The Knapsack problem is one of the most fundamental NP-complete problems at the intersection of computer science, optimization, and operations research. A recent line of research worked towards understanding the complexity of pseudopolynomial-time algorithms for Knapsack parameterized by the maximum item weight $w_{\mathrm{max}}$ and the number of items $n$. A conditional lower bound rules out that Knapsack can be solved in time $O((n+w_{\mathrm{max}})^{2-\delta})$ for any $\delta > 0$ [Cygan, Mucha, Wegrzycki, Wlodarczyk'17, K\"unnemann, Paturi, Schneider'17]. This raised the question whether Knapsack can be solved in time $\tilde O((n+w_{\mathrm{max}})^2)$. This was open both for 0-1-Knapsack (where each item can be picked at most once) and Bounded Knapsack (where each item comes with a multiplicity). The quest of resolving this question lead to algorithms that solve Bounded Knapsack in time $\tilde O(n^3 w_{\mathrm{max}}^2)$ [Tamir'09], $\tilde O(n^2 w_{\mathrm{max}}^2)$ and $\tilde O(n w_{\mathrm{max}}^3)$ [Bateni, Hajiaghayi, Seddighin, Stein'18], $O(n^2 w_{\mathrm{max}}^2)$ and $\tilde O(n w_{\mathrm{max}}^2)$ [Eisenbrand and Weismantel'18], $O(n + w_{\mathrm{max}}^3)$ [Polak, Rohwedder, Wegrzycki'21], and very recently $\tilde O(n + w_{\mathrm{max}}^{12/5})$ [Chen, Lian, Mao, Zhang'23]. In this paper we resolve this question by designing an algorithm for Bounded Knapsack with running time $\tilde O(n + w_{\mathrm{max}}^2)$, which is conditionally near-optimal. This resolves the question both for the classic 0-1-Knapsack problem and for the Bounded Knapsack problem.

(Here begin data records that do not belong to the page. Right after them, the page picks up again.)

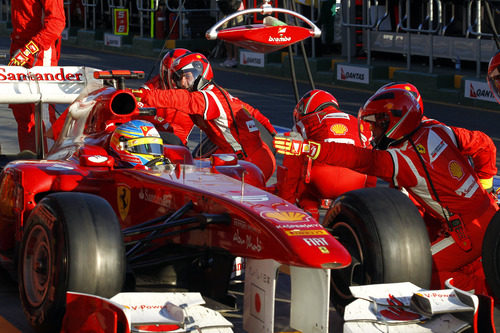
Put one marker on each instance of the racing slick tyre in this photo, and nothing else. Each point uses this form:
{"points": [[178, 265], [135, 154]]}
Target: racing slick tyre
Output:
{"points": [[491, 255], [386, 237], [72, 241]]}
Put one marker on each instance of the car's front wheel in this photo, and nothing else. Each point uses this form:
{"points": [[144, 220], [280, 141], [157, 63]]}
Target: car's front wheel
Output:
{"points": [[71, 242]]}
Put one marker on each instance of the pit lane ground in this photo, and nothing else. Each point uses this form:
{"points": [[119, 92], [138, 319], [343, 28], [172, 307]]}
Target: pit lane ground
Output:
{"points": [[274, 97]]}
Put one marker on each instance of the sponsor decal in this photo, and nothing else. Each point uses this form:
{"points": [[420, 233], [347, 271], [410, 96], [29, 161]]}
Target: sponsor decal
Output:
{"points": [[468, 188], [59, 76], [421, 148], [164, 200], [121, 21], [339, 129], [59, 167], [123, 200], [98, 159], [455, 170], [352, 73], [478, 90], [251, 58], [320, 241], [251, 126], [436, 146], [314, 232], [248, 241], [286, 216]]}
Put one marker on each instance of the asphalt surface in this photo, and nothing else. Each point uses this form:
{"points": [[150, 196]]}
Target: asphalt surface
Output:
{"points": [[274, 97]]}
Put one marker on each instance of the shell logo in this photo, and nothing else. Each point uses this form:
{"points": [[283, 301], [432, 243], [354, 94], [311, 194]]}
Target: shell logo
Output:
{"points": [[456, 170], [338, 129], [286, 216]]}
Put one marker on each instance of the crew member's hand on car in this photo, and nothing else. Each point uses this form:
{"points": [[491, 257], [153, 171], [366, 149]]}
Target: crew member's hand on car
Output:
{"points": [[25, 56], [292, 143]]}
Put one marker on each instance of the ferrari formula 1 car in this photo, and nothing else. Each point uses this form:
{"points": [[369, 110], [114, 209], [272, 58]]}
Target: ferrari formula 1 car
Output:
{"points": [[73, 221]]}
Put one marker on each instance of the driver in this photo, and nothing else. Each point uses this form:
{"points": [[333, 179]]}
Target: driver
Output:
{"points": [[493, 77], [136, 143], [422, 158]]}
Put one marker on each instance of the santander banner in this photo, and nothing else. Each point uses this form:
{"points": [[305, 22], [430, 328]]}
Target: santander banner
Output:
{"points": [[53, 84]]}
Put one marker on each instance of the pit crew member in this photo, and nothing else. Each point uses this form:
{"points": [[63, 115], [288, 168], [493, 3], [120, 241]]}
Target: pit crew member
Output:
{"points": [[423, 158], [175, 126], [225, 119], [35, 41], [317, 117]]}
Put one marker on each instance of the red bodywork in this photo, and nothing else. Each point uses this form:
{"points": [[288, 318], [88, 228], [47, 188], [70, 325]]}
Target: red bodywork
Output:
{"points": [[262, 224]]}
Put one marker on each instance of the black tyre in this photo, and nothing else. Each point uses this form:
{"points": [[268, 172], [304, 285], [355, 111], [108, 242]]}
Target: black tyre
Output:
{"points": [[491, 255], [72, 241], [386, 237]]}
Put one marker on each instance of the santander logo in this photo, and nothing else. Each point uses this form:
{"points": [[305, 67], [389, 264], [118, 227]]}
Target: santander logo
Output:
{"points": [[59, 76]]}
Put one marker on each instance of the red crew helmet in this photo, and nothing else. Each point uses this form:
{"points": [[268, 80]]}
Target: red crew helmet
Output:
{"points": [[313, 101], [393, 114], [192, 71], [407, 86], [166, 62]]}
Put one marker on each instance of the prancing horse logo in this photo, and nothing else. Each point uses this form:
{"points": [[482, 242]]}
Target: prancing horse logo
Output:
{"points": [[123, 200]]}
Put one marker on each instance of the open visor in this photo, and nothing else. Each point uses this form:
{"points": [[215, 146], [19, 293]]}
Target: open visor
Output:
{"points": [[145, 146], [189, 74]]}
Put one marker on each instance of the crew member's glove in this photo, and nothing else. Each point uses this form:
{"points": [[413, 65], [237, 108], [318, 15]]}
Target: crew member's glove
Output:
{"points": [[292, 143], [138, 94], [25, 56]]}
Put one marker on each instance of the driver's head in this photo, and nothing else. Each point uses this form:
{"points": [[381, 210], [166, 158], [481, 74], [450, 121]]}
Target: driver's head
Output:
{"points": [[191, 71], [166, 62], [136, 142], [493, 77], [392, 115]]}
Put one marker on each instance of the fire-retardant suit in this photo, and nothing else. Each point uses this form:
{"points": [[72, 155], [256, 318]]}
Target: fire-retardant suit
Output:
{"points": [[35, 41], [317, 117], [226, 120], [424, 158]]}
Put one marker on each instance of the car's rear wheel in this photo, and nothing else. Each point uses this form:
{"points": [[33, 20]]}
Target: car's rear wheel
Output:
{"points": [[386, 237], [491, 255], [71, 241]]}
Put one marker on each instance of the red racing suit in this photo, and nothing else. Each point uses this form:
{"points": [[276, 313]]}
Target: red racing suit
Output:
{"points": [[174, 121], [229, 126], [308, 182], [41, 21], [432, 168]]}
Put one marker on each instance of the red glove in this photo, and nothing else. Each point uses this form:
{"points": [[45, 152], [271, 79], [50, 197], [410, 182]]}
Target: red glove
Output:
{"points": [[292, 143], [26, 56]]}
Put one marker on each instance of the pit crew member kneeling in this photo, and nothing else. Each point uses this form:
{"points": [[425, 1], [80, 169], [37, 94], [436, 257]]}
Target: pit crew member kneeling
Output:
{"points": [[306, 182], [422, 158]]}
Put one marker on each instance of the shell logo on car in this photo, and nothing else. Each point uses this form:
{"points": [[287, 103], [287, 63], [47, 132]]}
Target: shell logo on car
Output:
{"points": [[338, 129]]}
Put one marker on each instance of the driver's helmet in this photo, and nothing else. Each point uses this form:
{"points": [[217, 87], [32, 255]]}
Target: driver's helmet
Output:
{"points": [[136, 142], [407, 86], [191, 71], [166, 62], [313, 101], [493, 77], [392, 115]]}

翻译：背包问题是计算机科学、优化与运筹学交叉领域中一个最基础的NP完全问题。近期一系列研究致力于理解以最大物品重量 $w_{\mathrm{max}}$ 和物品数量 $n$ 为参数的伪多项式时间背包算法的复杂性。条件性下界排除了在 $O((n+w_{\mathrm{max}})^{2-\delta})$ 时间内（对任意 $\delta > 0$）求解背包问题的可能性[Cygan, Mucha, Wegrzycki, Wlodarczyk'17, Künnemann, Paturi, Schneider'17]。这引发了能否在 $\tilde O((n+w_{\mathrm{max}})^2)$ 时间内求解背包问题的探讨。该问题对于0-1背包（每件物品最多选取一次）和有界背包（每件物品具有多重性）均未解决。为解决此问题的一系列研究先后提出了时间复杂度为 $\tilde O(n^3 w_{\mathrm{max}}^2)$ [Tamir'09]、$\tilde O(n^2 w_{\mathrm{max}}^2)$ 和 $\tilde O(n w_{\mathrm{max}}^3)$ [Bateni, Hajiaghayi, Seddighin, Stein'18]、$O(n^2 w_{\mathrm{max}}^2)$ 和 $\tilde O(n w_{\mathrm{max}}^2)$ [Eisenbrand and Weismantel'18]、$O(n + w_{\mathrm{max}}^3)$ [Polak, Rohwedder, Wegrzycki'21] 以及近期 $\tilde O(n + w_{\mathrm{max}}^{12/5})$ [Chen, Lian, Mao, Zhang'23] 的有界背包算法。本文通过设计运行时间为 $\tilde O(n + w_{\mathrm{max}}^2)$ 的有界背包算法解决了该问题，该时间在条件性假设下近乎最优。这一结果同时解决了经典0-1背包问题与有界背包问题的算法复杂度问题。